Folder Tech Aligner Ref Sample
fullv3-illumina-novoalign
-hg001+hg002-hg38
Illumina HiSeq25001 Novoalign 3.02.07 hg38 NA12878+NA24385
fullv3-illumina-novoalign
-hg001-hg38
Illumina HiSeq25001 Novoalign 3.02.07 hg38 NA12878
fullv3-illumina-novoalign
-hg002-hg38
Illumina HiSeq25001 Novoalign 3.02.07 hg38 NA24385
fullv3-pacbio-ngmlr
-hg001+hg002+hg003+hg004-hg19
mainly PacBio P6-C42 NGMLR 0.2.6 hg19 NA12878+NA24385+NA24149
+NA24143
fullv3-pacbio-ngmlr
-hg001+hg002-hg19
PacBio P6-C42 NGMLR 0.2.6 hg19 NA12878+NA24385
fullv3-pacbio-ngmlr
-hg001-hg19
PacBio P6-C42 NGMLR 0.2.6 hg19 NA12878
fullv3-pacbio-ngmlr
-hg002-hg19
PacBio P6-C42 NGMLR 0.2.6 hg19 NA24385
fullv3-ont-ngmlr
-hg001-hg19
Oxford Nanopore Minion R9.43 NGMLR 0.2.6 hg19 NA12878

1 Also using Illumina TruSeq (LT) DNA PCR-Free Sample Prep Kits. Zook et al. Extensive sequencing of seven human genomes to characterize benchmark reference materials. 2016

2 Pendelton et al. Assembly and diploid architecture of an individual human genome via single-molecule technologies. 2015

3 Nanopore WGS Consortium

* Each folder contains one or more models.

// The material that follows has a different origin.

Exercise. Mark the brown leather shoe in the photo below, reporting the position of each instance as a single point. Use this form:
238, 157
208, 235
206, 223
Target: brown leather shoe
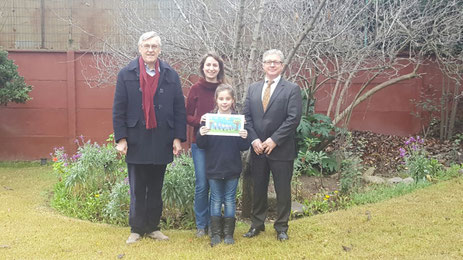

Each model contains three files suffixed data-00000-of-00001, index and meta, respectively. Only the prefix is needed when using the model with Clairvoyante. Using the prefix learningRate1e-3.epoch999.learningRate1e-4.epoch1499 as an example, it means that the model has trained for 1000 epochs at learning rate 1e-3, then another 500 epochs at learning rate 1e-4. Lambda for L2 regularization was set the same as learning rate.

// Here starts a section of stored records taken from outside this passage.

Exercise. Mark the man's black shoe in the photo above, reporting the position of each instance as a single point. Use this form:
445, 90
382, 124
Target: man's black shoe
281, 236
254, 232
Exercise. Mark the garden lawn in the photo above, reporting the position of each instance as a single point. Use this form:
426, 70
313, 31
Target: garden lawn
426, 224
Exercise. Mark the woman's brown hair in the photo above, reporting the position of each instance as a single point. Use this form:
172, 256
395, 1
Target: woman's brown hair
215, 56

Performance of GPUs in model training

Equiptment Seconds per Epoch per 11M Variant Tensors
Tesla V100 90
GTX 1080 Ti 170
GTX 980 350
GTX Titan 520
Tesla K40 (-ac 3004,875) 580
Tesla K40 620
Tesla K80 (one socket) 600
GTX 680 780
Intel Xeon E5-2680 v4 28-core 2900

About Setting the Alternative Allele Frequency Cutoff

Different from model training, in which all genome positions are candidates but randomly subsampled for training, variant calling using a trained model will require the user to define a minimal alternative allele frequency cutoff for a genome position to be considered as a candidate for variant calling. For all sequencing technologies, the lower the cutoff, the lower the speed. Setting a cutoff too low will increase the false positive rate significantly, while too high will increase the false negative rate significantly. The option --threshold controls the cutoff in these three scripts callVarBam.py, callVarBamParallel.py and ExtractVariantCandidates.py. The suggested cutoff is listed below for different sequencing technologies. A higher cutoff will increase the accuracy of datasets with poor sequencing quality, while a lower cutoff will increase the sensitivity in applications like clinical research. Setting a lower cutoff and further filter the variants by their quality is also a good practice.

Sequencing Technology Alt. AF Cutoff
Illumina 0.125
PacBio P6-C4 0.2
ONT R9.4 0.25

About the Testing Data

The testing dataset 'testingData.tar' includes:

  1. the Illumina alignments of chr21 and chr22 on GRCh38 from GIAB Github, downsampled to 50x.
  2. the truth variants v3.3.2 from GIAB.

Limitations

On variants with two alternative alleles (GT: 1/2)

Clairvoyante network version 3 can only output one of the two possible alternative alleles at a position. We will further extend the network to support genome variants with two alternative alleles.

On training

In rare cases, the model training will stuck early at a local optimal and cannot be further optimized without a higher learning rate. As we observed ,the problem only happens at the very beginning of model training, and can be predicated if the loss remains stable in the first few training epochs.